The paper addresses the need for timely, fine-grained disaster situational awareness by extracting both impacts and directly impacted locations from social media posts. It introduces the Disaster Impacted Location Corpus (DILC) built from IDRISI-DE and evaluates a range of methods from traditional NER to large-language models, with a focus on prompt design and post-processing to reduce hallucinations. Findings show that LLMs, especially Llama-3 variants with carefully crafted prompts and post-processing, outperform baselines in all-locations extraction and that disaster-specific fine-tuning improves impact extraction, though not uniformly for all tasks. This work offers a scalable approach to transform unstructured social-media content into actionable geospatial information for disaster response, with clear directions for multilingual expansion and richer geocoding in future work.

Abstract

Large-scale disasters can often result in catastrophic consequences on people and infrastructure.
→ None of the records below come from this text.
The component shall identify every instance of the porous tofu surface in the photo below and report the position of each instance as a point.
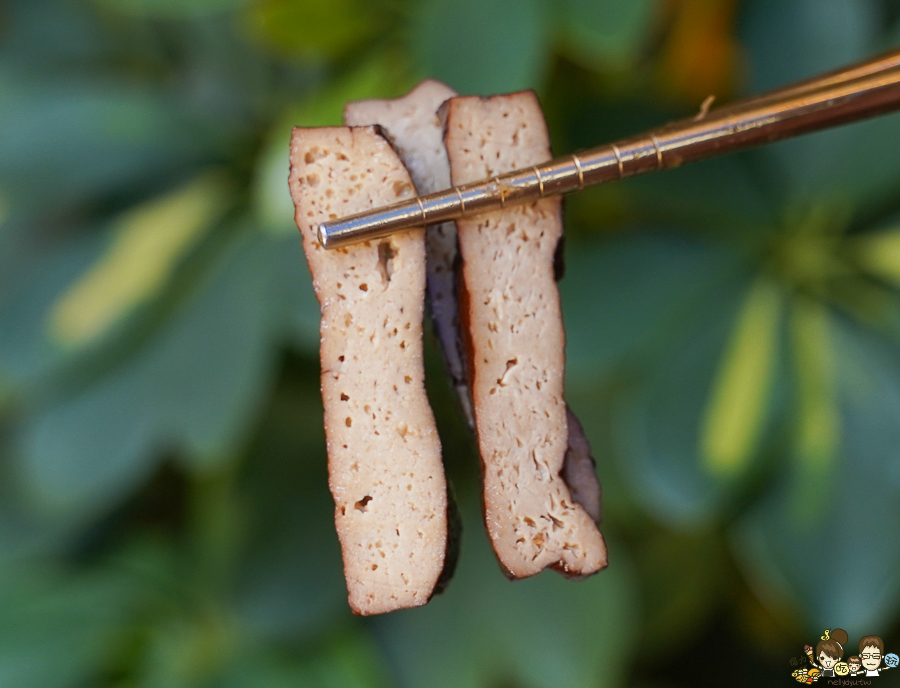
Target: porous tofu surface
(511, 310)
(384, 455)
(414, 129)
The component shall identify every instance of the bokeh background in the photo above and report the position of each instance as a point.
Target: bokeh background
(733, 340)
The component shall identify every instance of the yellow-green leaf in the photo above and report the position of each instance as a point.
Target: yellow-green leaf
(817, 415)
(313, 28)
(879, 254)
(147, 243)
(735, 413)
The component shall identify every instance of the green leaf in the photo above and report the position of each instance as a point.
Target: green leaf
(311, 28)
(818, 422)
(351, 661)
(543, 631)
(624, 300)
(738, 403)
(658, 422)
(843, 564)
(92, 291)
(197, 385)
(147, 243)
(172, 9)
(106, 137)
(879, 253)
(28, 356)
(56, 631)
(604, 34)
(482, 46)
(291, 582)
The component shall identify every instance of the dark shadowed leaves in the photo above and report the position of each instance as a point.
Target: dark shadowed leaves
(603, 34)
(482, 46)
(839, 563)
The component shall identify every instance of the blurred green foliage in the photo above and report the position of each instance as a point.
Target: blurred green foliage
(733, 339)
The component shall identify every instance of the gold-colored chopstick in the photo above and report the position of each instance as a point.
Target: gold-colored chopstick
(854, 93)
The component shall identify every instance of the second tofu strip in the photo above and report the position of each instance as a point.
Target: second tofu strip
(510, 314)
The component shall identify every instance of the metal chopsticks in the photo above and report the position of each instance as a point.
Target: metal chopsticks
(857, 92)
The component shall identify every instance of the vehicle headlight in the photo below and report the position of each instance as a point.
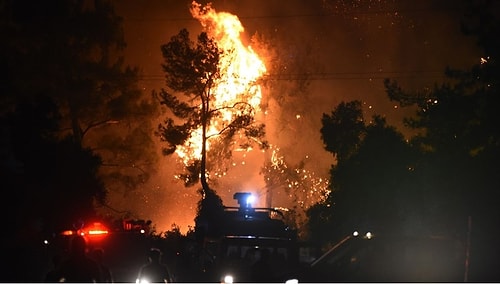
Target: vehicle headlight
(228, 279)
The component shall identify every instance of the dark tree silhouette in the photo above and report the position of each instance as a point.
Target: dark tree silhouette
(73, 52)
(342, 130)
(369, 188)
(460, 142)
(53, 182)
(192, 69)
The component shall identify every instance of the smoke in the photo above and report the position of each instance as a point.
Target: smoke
(319, 54)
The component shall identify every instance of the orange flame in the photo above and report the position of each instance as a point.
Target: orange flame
(240, 68)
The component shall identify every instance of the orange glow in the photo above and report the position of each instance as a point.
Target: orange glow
(240, 68)
(95, 229)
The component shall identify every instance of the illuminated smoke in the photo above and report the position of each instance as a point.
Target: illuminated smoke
(240, 68)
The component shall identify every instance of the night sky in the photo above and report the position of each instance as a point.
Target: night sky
(346, 49)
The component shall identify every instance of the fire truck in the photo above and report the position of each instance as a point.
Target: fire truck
(248, 233)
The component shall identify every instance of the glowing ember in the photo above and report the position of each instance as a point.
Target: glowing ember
(240, 68)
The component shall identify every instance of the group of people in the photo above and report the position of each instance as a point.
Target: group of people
(81, 267)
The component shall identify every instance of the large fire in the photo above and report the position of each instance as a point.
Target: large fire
(240, 68)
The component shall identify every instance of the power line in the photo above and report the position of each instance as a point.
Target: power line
(334, 76)
(314, 15)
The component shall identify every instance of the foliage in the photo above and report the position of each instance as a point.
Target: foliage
(72, 52)
(58, 176)
(192, 70)
(441, 182)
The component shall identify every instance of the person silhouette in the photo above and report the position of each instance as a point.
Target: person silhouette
(261, 270)
(154, 271)
(98, 256)
(78, 267)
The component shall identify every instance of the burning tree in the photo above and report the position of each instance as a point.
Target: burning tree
(212, 96)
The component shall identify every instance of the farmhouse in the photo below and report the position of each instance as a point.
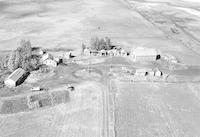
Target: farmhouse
(16, 78)
(144, 54)
(87, 51)
(141, 72)
(103, 52)
(123, 53)
(49, 60)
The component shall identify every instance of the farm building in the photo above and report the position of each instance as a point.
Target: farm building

Situation awareness about such disaster impacts generated by authoritative data from in-situ sensors, remote sensing imagery, and/or geographic data is often limited due to atmospheric opacity, satellite revisits, and time limitations. This often results in geo-temporal information gaps. In contrast, impact-related social media posts can act as "geo-sensors" during a disaster, where people describe specific impacts and locations. However, not all locations mentioned in disaster-related social media posts relate to an impact. Only the impacted locations are critical for directing resources effectively. e.g., "The death toll from a fire which ripped through the Greek coastal town of #Mati stood at 80, with dozens of people unaccounted for as forensic experts tried to identify victims who were burned alive #Greecefires #AthensFires #Athens #Greece." contains impacted location "Mati" and non-impacted locations "Greece" and "Athens". This research uses Large Language Models (LLMs) to identify all locations, impacts and impacted locations mentioned in disaster-related social media posts. In the process, LLMs are fine-tuned to identify only impacts and impacted locations (as distinct from other, non-impacted locations), including locations mentioned in informal expressions, abbreviations, and short forms. Our fine-tuned model demonstrates efficacy, achieving an F1-score of 0.69 for impact and 0.74 for impacted location extraction, substantially outperforming the pre-trained baseline. These robust results confirm the potential of fine-tuned language models to offer a scalable solution for timely decision-making in resource allocation, situational awareness, and post-disaster recovery planning for responders.

Paper Structure

This paper contains 22 sections, 3 figures, 8 tables.

Figures (3)

  • Figure 1: LLM-based real-time disaster impact mapping from social media data. The process filters non-impact locations to help emergency managers target and prioritise response efforts.